Friesian FeatureTable missing OPs

cyita commented 3 years ago

Operations supported by NVTabular:

[ ] Normalize (mean std, continuous columns)
[x] NormalizeMinMax (min max method)
[x] FillMedian (replaces missing values with the median value for the column)
[x] ClipMax (may add to existing clip method)
[ ] ColumnSimilarity (calculates the similarity between two columns using tf-idf, cosine or inner product as the distance metric)
[x] DifferenceLag(partition_cols, shift, columns) (calculates the difference between two consecutive rows of the dataset)
[x] Dropna (datafram dropna) (detects missing values, and filters out rows with null values)
[x] Filter
[x] JoinExternal (left & inner)
[x] JoinGroupby (groups the data by the given categorical feature(s) and calculates the desired statistics of requested continuous features (along with the count of rows in each group))
[x] LambdaOp (apply row level functions) e.g., def transform_python_udf(self, in_col, out_col, udf_func)
[x] TargetEncoding

StatOperator

[x] gen_string_idx with more options (e.g., no freq_limit, bucketing, etc.)
[x] Median (quantile)(calculates median of features)
[x] MinMax (calculates min and max statistics of features)
[x] GroupbyStatistics ("count", "sum", "mean", "std", "var", "min", "max")(uses groupby aggregation to determine the unique groups of a categorical feature and calculates the desired statistics of requested continuous features)
[ ] Moments (calculates some of the statistics of features including mean, variance, standarded deviation, and count)

TODO

[x] Check the updates of NVTabular

hkvision commented 3 years ago

From mlperf team: To avoid the all-to-all time for syncing embedding inputs, each worker needs to have the full data of a column (multiple columns) corresponding to its embedding(s).
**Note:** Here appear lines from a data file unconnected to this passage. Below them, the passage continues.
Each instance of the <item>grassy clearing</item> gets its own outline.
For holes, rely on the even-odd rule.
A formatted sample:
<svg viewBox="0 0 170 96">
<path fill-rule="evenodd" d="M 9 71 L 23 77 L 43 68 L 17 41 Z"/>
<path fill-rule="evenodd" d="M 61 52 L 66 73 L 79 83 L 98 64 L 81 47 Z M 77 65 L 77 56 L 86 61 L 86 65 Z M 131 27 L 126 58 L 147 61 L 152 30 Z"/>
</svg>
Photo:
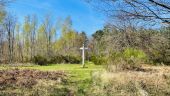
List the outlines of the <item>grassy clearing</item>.
<svg viewBox="0 0 170 96">
<path fill-rule="evenodd" d="M 18 68 L 18 69 L 36 69 L 41 71 L 65 71 L 70 73 L 73 79 L 76 80 L 85 80 L 91 78 L 91 72 L 103 70 L 103 67 L 100 65 L 94 65 L 91 62 L 86 63 L 86 68 L 82 68 L 81 64 L 50 64 L 48 66 L 18 66 L 18 67 L 10 67 L 10 66 L 1 66 L 0 69 L 10 69 L 10 68 Z"/>
<path fill-rule="evenodd" d="M 102 71 L 104 68 L 93 63 L 86 63 L 86 68 L 82 68 L 81 64 L 51 64 L 48 66 L 1 66 L 0 69 L 35 69 L 40 71 L 64 71 L 68 75 L 68 82 L 61 85 L 64 89 L 71 89 L 75 96 L 86 96 L 88 89 L 92 84 L 92 73 L 94 71 Z"/>
</svg>

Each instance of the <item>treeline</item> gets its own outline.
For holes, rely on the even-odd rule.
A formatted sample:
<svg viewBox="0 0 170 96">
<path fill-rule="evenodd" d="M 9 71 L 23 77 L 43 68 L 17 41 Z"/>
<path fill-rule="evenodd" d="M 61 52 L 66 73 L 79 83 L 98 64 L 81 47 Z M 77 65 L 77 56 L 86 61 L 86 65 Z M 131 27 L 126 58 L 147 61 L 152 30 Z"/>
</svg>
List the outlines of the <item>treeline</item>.
<svg viewBox="0 0 170 96">
<path fill-rule="evenodd" d="M 87 42 L 85 32 L 72 28 L 70 17 L 57 23 L 50 15 L 42 22 L 38 22 L 36 15 L 28 15 L 21 24 L 15 16 L 7 14 L 0 28 L 1 63 L 33 62 L 38 57 L 44 62 L 63 56 L 77 59 L 81 55 L 79 48 Z"/>
<path fill-rule="evenodd" d="M 145 64 L 170 64 L 170 27 L 154 30 L 107 25 L 93 34 L 90 44 L 91 59 L 97 64 L 136 64 L 136 59 Z"/>
</svg>

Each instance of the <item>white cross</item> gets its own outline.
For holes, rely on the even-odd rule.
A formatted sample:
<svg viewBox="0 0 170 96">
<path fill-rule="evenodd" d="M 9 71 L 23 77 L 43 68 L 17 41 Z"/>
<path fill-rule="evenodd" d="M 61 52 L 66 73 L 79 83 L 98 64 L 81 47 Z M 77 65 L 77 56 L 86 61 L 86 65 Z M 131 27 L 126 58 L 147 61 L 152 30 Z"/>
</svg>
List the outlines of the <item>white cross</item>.
<svg viewBox="0 0 170 96">
<path fill-rule="evenodd" d="M 85 48 L 84 44 L 83 44 L 83 47 L 81 47 L 80 49 L 82 50 L 82 67 L 84 68 L 85 67 L 85 63 L 84 63 L 84 60 L 85 60 L 85 50 L 87 50 L 88 48 Z"/>
</svg>

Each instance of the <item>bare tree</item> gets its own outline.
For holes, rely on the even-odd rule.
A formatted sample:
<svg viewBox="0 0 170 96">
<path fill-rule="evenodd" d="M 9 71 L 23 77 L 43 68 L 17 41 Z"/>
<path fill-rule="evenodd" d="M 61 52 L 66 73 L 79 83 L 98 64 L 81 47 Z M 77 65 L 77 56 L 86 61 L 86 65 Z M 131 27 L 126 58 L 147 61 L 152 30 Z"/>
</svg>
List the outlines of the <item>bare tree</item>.
<svg viewBox="0 0 170 96">
<path fill-rule="evenodd" d="M 14 32 L 16 26 L 16 18 L 10 14 L 6 16 L 4 21 L 4 28 L 7 32 L 7 39 L 8 39 L 8 60 L 9 63 L 13 62 L 14 57 Z"/>
<path fill-rule="evenodd" d="M 169 0 L 90 0 L 100 5 L 108 16 L 170 24 Z M 96 3 L 98 2 L 98 3 Z"/>
</svg>

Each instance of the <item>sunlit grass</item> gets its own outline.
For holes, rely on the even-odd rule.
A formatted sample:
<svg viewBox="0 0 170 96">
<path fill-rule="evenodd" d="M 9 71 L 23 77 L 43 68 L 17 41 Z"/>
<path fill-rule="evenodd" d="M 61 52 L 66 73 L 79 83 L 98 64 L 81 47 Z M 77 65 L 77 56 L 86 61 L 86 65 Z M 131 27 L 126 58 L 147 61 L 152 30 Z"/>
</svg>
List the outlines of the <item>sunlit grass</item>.
<svg viewBox="0 0 170 96">
<path fill-rule="evenodd" d="M 91 73 L 93 71 L 100 71 L 103 70 L 103 66 L 101 65 L 94 65 L 91 62 L 86 63 L 86 67 L 82 68 L 81 64 L 50 64 L 48 66 L 17 66 L 17 67 L 10 67 L 10 66 L 0 66 L 0 69 L 9 69 L 9 68 L 18 68 L 18 69 L 36 69 L 41 71 L 65 71 L 72 76 L 72 79 L 75 80 L 85 80 L 91 78 Z"/>
</svg>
Basically, a collect operation to gather all the data of a column to a certain node.

yaxinchen666 commented 3 years ago

Operations for RecSys

[x] encode_string_list (encode strings for columns with lists of strings). E.g. encode each user name as integer:

names

[user1, user2, user3] [user1, user4] [user3, user5, user6]

If possible, assign larger integer for string that is less frequently appear.

[ ] rename for StringIndex Currently rename for StringIndex is directly inherited from Table, and it will throws an error since it does not change the col_name. It needs to be rewritten.
[x] union two columns to generate string idx.
[x] dtypes cast
[x] select cols
[x] constructor of Table from dict. E.g.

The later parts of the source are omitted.